Quando lo ebbero nelle loro collezioni, i pontefici decisero di utilizzare l’arazzo per alcune delle più importanti e suggestive cerimonie religiose della corte papale. In particolare nella Lavanda dei Piedi che si svolgeva nella sala Ducale del Palazzo Vaticano e in occasione della quale il pontefice, a imitazione di Cristo, lavava i piedi a tredici sacerdoti poveri (dodici rappresentavano gli apostoli, uno forse Cristo stesso) posti a sedere su un palco sotto l’arazzo leonardesco. Lo stesso pontefice, poi, coadiuvato dal suo seguito, serviva la cena (Coena Domini) ai tredici con chiaro rimando all’Ultima Cena.
Qui il panno leonardesco intrecciò la sua storia con un altro arazzo, di grande rilievo e bellezza: quello per il dossale del baldacchino papale, realizzato sempre per Clemente VII, appassionato collezionista di prodotti tessili. A disegnarlo per lui erano stati gli allievi di Raffaello, gli stessi che avevano lavorato con il Maestro nelle celeberrime Stanze Vaticane e nelle Logge del palazzo. A quarant’anni di distanza dalla sua ultima esposizione l’imponente baldacchino, realizzato nella stessa manifattura brussellese da cui uscirono i famosi arazzi di Raffaello della Cappella Sistina, verrà ricostruito in mostra, munito della sua copertura impreziosita dai suoi pendenti di straordinaria bellezza.
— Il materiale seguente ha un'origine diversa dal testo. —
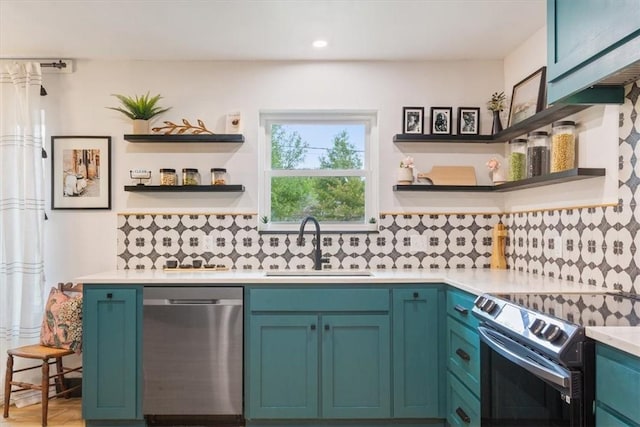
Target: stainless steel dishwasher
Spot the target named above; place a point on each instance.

Il rito della Lavanda non era però una prerogativa pontificia. Tutti i sovrani cattolici -e sino a fine Seicento anche il protestante re d’Inghilterra a imitazione della corte papale- la praticarono per molti secoli, in alcuni casi sino a meno d’un secolo fa. Una storia anch’essa ricordata nella mostra da una splendida brocca (aiguiere) usata da Carlo Felice e Carlo Alberto di Savoia, ora nei depositi dei Musei Reali di Torino. È associata ad altre due analoghe, provenienti dalla Sagrestia Pontificia, usate probabilmente per lo stesso scopo.